3. The Notebook (2004). The Notebook is crucial within the framework of this list for the simple reason it proved Ryan Gosling was capable of playing out the next 25 years of his career as a multi-million-dollar heartthrob. Imagine, if you will, every person who’s ever said, “Oh, my God, I LOVED The Notebook.” Now imagine Ryan Gosling having placated that audience. The fact that he has not says more about his M.O. than it ever could about a thousand other actors who’ve made their millions following that path.


4. Half Nelson (2006). A return to form, as Gosling slumps his shoulders, inhabiting the shell of crackhead teacher Daniel Dunne. Gosling is exceptional, if not understated, intentionally dialing it down to feign exhaustion. Half Nelson is notable not only because it garnered Gosling his first and only Oscar nom, but also because it ushered in an ongoing string of signature roles – FractureLars and The Real GirlBlue Valentine, All Good Things – each of them paving the way toward …


5. Drive (2011). By the time Drive entered pre-production, Gosling’s swagger had become such he was afforded the luxury of choosing his director. Nicolas Winding Refn, a Danish auteur, helped transform what was originally a mainline vehicle (starring Hugh Jackman, no less) into a brilliant piece of noir – part 80s glam, part video game, part ass-kicking amalgam. Drive was a combination of so many clashing genres (i.e., Crime, Car, Heist, Drama, Western, Romance, Grindhouse, Thriller) that a handful of critics simply dismissed it, citing cruelty. Regardless, Ryan Gosling emerged a hero, entering a period during which he would partner with certain directors again, developing what he has since referred to as a specific form of shorthand.

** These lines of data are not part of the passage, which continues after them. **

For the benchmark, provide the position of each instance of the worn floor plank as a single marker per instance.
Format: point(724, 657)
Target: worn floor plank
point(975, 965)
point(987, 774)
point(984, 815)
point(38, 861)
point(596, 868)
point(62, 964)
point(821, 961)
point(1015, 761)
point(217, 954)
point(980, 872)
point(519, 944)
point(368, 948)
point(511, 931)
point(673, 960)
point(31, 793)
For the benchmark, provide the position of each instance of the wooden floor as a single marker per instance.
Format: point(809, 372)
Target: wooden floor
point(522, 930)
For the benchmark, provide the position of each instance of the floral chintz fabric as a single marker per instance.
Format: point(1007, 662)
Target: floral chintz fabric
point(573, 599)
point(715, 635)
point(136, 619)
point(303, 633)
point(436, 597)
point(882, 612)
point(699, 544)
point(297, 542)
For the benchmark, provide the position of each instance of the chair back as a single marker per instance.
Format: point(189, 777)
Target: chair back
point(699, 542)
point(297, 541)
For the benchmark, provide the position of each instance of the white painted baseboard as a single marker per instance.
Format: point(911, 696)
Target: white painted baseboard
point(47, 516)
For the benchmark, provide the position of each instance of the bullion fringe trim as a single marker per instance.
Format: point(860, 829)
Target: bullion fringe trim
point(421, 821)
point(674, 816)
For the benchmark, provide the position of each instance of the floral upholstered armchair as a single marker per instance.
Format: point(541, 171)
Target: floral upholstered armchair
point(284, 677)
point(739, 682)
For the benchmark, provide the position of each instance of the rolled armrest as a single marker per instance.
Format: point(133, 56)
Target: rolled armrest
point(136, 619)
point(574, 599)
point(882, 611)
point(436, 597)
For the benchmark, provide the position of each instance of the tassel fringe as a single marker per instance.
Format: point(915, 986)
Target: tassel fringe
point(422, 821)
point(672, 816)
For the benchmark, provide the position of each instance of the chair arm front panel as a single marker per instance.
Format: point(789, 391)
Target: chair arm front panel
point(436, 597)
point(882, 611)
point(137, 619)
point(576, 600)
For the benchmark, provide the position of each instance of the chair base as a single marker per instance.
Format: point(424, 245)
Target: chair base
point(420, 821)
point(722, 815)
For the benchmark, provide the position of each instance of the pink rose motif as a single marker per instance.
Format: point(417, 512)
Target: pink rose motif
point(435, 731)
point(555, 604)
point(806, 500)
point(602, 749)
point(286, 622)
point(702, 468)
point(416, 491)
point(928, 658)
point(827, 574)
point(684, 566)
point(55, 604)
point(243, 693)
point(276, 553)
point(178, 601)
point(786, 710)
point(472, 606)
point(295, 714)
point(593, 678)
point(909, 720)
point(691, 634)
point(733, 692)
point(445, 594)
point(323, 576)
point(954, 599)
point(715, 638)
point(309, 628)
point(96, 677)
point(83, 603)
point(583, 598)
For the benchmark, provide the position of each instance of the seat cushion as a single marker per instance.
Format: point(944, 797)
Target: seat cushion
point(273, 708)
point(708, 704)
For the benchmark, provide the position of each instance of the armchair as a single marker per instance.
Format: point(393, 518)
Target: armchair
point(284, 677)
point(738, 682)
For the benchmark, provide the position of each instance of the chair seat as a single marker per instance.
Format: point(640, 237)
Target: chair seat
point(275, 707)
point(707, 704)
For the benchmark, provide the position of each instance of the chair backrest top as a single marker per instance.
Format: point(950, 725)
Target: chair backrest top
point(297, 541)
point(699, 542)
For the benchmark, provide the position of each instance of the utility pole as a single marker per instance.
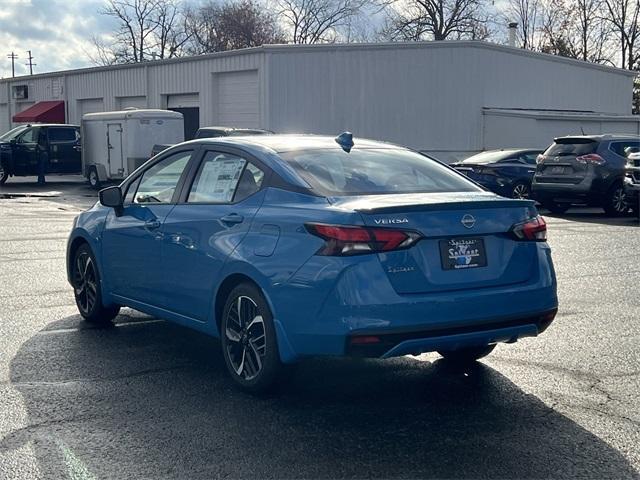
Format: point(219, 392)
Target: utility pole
point(13, 57)
point(31, 64)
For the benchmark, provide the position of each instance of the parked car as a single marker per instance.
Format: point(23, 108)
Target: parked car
point(506, 172)
point(632, 181)
point(116, 143)
point(586, 170)
point(21, 148)
point(213, 132)
point(293, 246)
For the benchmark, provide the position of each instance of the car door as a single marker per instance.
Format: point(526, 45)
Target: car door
point(131, 241)
point(206, 226)
point(64, 149)
point(25, 152)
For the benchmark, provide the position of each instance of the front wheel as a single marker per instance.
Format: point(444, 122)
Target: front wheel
point(248, 338)
point(615, 202)
point(86, 288)
point(467, 355)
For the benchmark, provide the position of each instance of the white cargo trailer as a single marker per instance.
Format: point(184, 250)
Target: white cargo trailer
point(114, 144)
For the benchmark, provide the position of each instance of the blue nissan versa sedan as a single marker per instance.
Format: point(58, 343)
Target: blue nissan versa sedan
point(293, 246)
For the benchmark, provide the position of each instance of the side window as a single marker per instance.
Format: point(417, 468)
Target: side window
point(62, 135)
point(625, 148)
point(159, 182)
point(250, 182)
point(131, 191)
point(28, 137)
point(223, 178)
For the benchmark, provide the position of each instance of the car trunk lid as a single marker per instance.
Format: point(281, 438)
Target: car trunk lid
point(466, 239)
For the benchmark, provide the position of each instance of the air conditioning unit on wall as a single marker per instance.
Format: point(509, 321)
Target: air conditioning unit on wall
point(20, 92)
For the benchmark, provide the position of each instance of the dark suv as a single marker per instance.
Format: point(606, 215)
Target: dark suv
point(57, 145)
point(586, 170)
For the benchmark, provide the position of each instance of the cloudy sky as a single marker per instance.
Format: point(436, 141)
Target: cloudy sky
point(58, 33)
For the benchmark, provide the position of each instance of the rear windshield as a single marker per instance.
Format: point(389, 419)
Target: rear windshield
point(375, 171)
point(571, 147)
point(12, 133)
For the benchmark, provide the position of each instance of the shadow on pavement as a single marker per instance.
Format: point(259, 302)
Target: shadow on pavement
point(149, 399)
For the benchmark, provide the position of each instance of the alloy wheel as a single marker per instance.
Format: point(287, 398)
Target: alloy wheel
point(85, 282)
point(246, 335)
point(521, 191)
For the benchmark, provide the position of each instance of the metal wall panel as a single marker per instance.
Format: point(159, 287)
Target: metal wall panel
point(238, 99)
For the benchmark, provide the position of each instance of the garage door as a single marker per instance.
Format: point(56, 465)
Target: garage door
point(132, 102)
point(238, 104)
point(90, 105)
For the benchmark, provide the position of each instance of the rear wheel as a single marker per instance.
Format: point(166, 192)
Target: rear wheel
point(521, 190)
point(553, 207)
point(248, 340)
point(86, 288)
point(467, 355)
point(615, 202)
point(94, 179)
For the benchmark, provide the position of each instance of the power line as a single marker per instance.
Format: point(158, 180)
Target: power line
point(31, 64)
point(13, 57)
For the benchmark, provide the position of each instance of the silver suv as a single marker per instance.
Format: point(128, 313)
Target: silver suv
point(585, 170)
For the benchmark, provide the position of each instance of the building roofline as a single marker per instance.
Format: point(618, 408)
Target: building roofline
point(336, 46)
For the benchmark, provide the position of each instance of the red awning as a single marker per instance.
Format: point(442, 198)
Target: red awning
point(42, 112)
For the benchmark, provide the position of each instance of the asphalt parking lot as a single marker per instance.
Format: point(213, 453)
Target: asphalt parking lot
point(148, 399)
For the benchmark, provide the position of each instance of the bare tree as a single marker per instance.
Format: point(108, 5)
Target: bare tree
point(414, 20)
point(240, 24)
point(623, 16)
point(318, 21)
point(146, 29)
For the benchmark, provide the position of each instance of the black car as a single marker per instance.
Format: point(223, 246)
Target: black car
point(212, 132)
point(22, 148)
point(505, 172)
point(584, 170)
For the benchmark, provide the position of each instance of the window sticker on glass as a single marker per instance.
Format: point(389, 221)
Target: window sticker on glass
point(217, 179)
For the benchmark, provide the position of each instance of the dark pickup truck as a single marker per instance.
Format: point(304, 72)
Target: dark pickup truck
point(22, 149)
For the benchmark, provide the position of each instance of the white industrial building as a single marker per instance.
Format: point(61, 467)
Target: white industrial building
point(447, 98)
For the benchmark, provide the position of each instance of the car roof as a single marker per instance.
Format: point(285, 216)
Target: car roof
point(286, 143)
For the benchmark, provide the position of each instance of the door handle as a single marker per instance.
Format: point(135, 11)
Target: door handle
point(232, 218)
point(152, 224)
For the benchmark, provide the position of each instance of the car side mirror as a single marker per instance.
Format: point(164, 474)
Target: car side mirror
point(112, 197)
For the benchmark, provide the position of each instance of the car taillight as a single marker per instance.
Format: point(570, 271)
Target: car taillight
point(533, 229)
point(593, 158)
point(354, 240)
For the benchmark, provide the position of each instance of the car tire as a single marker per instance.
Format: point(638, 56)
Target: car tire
point(86, 288)
point(94, 179)
point(248, 338)
point(557, 208)
point(467, 355)
point(521, 190)
point(615, 203)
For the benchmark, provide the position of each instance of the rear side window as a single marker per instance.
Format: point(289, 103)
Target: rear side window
point(62, 134)
point(571, 148)
point(159, 182)
point(625, 148)
point(374, 171)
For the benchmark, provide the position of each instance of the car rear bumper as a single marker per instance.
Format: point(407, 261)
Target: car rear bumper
point(362, 302)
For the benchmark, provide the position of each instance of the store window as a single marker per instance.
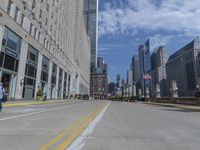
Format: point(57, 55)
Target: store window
point(30, 73)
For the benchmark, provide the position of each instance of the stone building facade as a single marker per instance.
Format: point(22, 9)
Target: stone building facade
point(184, 67)
point(44, 44)
point(158, 71)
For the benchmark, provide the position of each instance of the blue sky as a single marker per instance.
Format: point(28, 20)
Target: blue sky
point(124, 24)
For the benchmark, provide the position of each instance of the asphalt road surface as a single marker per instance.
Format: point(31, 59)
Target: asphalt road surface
point(98, 125)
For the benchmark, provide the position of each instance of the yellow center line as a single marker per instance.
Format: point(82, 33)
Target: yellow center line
point(78, 131)
point(73, 126)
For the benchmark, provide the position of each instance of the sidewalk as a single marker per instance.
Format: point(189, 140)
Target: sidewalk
point(32, 102)
point(186, 107)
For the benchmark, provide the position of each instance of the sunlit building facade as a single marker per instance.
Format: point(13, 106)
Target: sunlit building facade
point(44, 45)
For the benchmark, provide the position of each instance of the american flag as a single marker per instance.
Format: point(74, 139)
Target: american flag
point(147, 77)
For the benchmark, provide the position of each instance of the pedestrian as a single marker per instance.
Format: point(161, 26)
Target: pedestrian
point(1, 95)
point(45, 96)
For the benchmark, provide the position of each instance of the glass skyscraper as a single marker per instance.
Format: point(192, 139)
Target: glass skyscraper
point(91, 19)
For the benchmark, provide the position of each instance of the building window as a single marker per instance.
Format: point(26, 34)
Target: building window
point(47, 7)
point(190, 76)
point(40, 15)
point(22, 19)
point(31, 27)
point(30, 73)
point(11, 41)
point(35, 33)
point(16, 13)
point(46, 21)
point(39, 36)
point(9, 6)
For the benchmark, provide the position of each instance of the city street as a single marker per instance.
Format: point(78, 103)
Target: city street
point(98, 125)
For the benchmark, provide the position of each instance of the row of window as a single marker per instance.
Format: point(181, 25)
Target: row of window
point(33, 31)
point(9, 59)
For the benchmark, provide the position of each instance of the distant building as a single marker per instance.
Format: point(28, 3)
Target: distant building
point(184, 67)
point(91, 17)
point(118, 81)
point(99, 80)
point(136, 73)
point(130, 82)
point(158, 71)
point(43, 45)
point(111, 88)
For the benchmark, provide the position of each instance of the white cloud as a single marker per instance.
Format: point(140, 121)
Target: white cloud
point(170, 15)
point(158, 40)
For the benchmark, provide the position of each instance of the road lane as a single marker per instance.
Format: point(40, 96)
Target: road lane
point(131, 126)
point(35, 130)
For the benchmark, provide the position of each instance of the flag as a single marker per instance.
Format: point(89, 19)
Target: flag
point(147, 77)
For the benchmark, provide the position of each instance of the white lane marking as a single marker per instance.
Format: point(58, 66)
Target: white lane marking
point(79, 143)
point(42, 111)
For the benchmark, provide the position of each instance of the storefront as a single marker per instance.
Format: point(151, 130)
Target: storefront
point(53, 81)
point(9, 61)
point(30, 73)
point(60, 83)
point(44, 74)
point(65, 86)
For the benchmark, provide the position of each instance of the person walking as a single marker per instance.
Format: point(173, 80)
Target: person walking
point(1, 95)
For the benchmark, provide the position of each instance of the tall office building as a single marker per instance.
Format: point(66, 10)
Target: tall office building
point(100, 62)
point(91, 19)
point(130, 82)
point(135, 73)
point(44, 45)
point(118, 81)
point(145, 64)
point(158, 72)
point(99, 80)
point(184, 67)
point(141, 52)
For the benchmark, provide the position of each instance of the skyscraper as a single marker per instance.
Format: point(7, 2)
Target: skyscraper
point(136, 73)
point(145, 64)
point(184, 67)
point(118, 80)
point(158, 72)
point(44, 45)
point(91, 20)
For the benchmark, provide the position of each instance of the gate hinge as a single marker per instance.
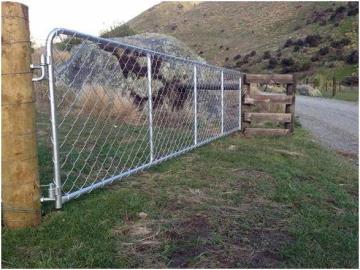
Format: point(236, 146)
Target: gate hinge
point(51, 193)
point(41, 67)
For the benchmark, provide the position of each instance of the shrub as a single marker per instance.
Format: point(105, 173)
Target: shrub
point(351, 80)
point(313, 40)
point(288, 43)
point(340, 9)
point(299, 42)
point(237, 57)
point(315, 58)
point(338, 44)
point(238, 63)
point(353, 57)
point(353, 8)
point(324, 51)
point(286, 62)
point(122, 30)
point(267, 55)
point(272, 63)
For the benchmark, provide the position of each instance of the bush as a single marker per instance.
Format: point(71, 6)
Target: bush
point(272, 63)
point(313, 40)
point(288, 43)
point(338, 44)
point(299, 42)
point(353, 57)
point(351, 80)
point(238, 63)
point(340, 9)
point(122, 30)
point(324, 51)
point(315, 58)
point(286, 62)
point(353, 8)
point(237, 57)
point(267, 55)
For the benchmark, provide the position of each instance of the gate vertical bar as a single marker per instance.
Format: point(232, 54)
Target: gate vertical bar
point(240, 100)
point(150, 109)
point(54, 132)
point(222, 102)
point(195, 105)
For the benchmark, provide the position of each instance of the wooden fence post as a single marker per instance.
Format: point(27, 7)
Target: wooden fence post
point(334, 87)
point(290, 108)
point(20, 179)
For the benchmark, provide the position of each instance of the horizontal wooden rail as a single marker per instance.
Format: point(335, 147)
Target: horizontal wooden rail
point(268, 98)
point(266, 132)
point(269, 78)
point(267, 117)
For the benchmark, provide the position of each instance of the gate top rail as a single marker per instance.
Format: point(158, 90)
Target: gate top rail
point(108, 42)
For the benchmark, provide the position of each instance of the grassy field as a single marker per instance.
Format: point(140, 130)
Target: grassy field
point(238, 202)
point(343, 95)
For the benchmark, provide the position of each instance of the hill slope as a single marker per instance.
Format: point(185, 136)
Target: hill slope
point(236, 34)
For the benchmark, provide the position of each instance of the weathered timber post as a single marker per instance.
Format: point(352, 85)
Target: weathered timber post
point(245, 106)
point(20, 179)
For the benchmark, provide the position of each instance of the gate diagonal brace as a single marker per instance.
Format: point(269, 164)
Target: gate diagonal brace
point(41, 67)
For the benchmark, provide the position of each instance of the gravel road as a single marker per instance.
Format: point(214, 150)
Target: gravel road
point(333, 122)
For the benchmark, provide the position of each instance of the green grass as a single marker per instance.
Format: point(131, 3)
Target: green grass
point(238, 202)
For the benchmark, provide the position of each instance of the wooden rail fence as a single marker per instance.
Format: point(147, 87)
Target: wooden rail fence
point(249, 101)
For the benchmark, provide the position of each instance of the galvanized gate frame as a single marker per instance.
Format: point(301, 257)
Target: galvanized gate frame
point(55, 189)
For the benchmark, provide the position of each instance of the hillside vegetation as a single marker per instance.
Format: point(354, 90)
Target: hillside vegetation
point(311, 38)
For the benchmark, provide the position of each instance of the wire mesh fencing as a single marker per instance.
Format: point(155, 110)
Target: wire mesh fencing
point(117, 109)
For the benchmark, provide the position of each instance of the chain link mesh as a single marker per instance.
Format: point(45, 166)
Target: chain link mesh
point(105, 125)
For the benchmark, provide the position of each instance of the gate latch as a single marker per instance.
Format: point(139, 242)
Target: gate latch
point(41, 67)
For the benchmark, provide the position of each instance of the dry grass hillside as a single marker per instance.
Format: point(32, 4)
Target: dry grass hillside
point(247, 35)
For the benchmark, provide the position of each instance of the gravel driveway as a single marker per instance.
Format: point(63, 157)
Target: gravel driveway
point(333, 122)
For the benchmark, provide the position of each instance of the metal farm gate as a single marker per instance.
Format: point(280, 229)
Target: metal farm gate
point(117, 109)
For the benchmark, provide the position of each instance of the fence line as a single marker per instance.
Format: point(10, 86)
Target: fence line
point(117, 109)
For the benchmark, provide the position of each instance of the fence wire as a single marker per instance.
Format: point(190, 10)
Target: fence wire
point(118, 109)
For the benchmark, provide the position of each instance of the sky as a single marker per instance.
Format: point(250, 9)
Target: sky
point(90, 17)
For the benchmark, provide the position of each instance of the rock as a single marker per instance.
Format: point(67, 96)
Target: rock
point(307, 90)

6. The Place Beyond The Pines (2013). During a 2011 Hollywood Reporter Roundtable, Ryan Gosling explained that almost every scene he filmed for Derek Cianfrance’s Blue Valentine had to be shot in just one take. No table reads, no rehearsals … just years, literally, spent learning how to slip inside the skin of both those characters. While The Place Beyond The Pines represented a more conventional affair, it stands to reason Cianfrance maintained a similar approach. Between the bleached hair, the tattoos, and that brilliant, seething anger, Gosling appears nothing short of transcendent throughout this movie. His most staggering feat? Getting the audience to care. For here Gosling is charged with portraying a robber/bully/deadbeat/carney, one whose charisma holds the key to making all the other pieces matter. Schenectady, as you know, means “place beyond the pines.”